Liputan6.com, Jakarta - Isu rasisme mengemuka di Amerika Serikat pada era tahun 1950-an. Salah satu pemicunya adalah kasus seorang wanita kulit hitam yang ditangkap kepolisian di Montgomery, Alabama, Amerika Serikat lantaran menolak memberikan tempat duduk ke seorang penumpang bus berkulit putih.
Seperti dimuat histori BBC on This Day, perempuan bernama Rosa Parks dikenai denda dikisaran US$ 70 atau sekitar Rp 1 juta oleh Hakim Pengadilan Alabama. Dia dianggap melanggar Undang-Undang Segregrasi yang mengatur pemisahan antara warga kulit putih dan hitam.
Dalam UU tersebut disebutkan bahwa orang kulit hitam di Amerika Serikat harus memberikan kursi tempat duduk kepada orang kulit putih yang berdiri. Parks dianggap melanggar peraturan konstitusi negeri paman samkala itu.
Parks menceritakan bahwa saat itu dia dalam kondisi sangat kelelahan setelah bekerja. Dia mengaku sedang sakit nyeri di pundak, punggung dan lehernya. Sehingga ia memutuskan tidak memberi tempat duduk kepada penumpang kulit putih di dalam bus.
Saat diminta oleh sopir dan penumpang, Parks tetap menolak. Kemudian penumpang kulit putih mengancamnya akan melapor polisi. Parks mempersilakan agar ia dilaporkan ke polisi. Beberapa jam kemudian, Parks ditangkap aparat dan diproses hukum.
Parks disidang dan divonis bersalah dan harus membayar denda. Tanggal 20 Desember 1955, Mahkamah Agung menguatkan putusan hakim bahwa Parks bersalah.
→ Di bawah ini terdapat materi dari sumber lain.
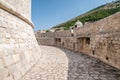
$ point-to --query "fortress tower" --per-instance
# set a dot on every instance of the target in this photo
(18, 46)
Vonis membuat ribuan warga kulit hitam, termasuk Martin Luther King marah dan turun ke jalan untuk memboikot bus di Alabama.
Sementara itu, Parks kemudian dipecat dari pekerjaannya pada tahun 1957.Dia kemudian pindah rumah ke Detroit.
Rosa Parks Juga Merupakan Seorang Aktivis
Sebelumya nama Parks juga sempat ramai karena ia diusir dari bus lantaran menolak naik bus lewat pintu belakang. Dalam aturan tak tertulis, penumpang berkulit hitam diwajibkan untuk masuk bus lewat pintu belakang. Pintu depan hanya diperbolehkan untuk warga kulit putih.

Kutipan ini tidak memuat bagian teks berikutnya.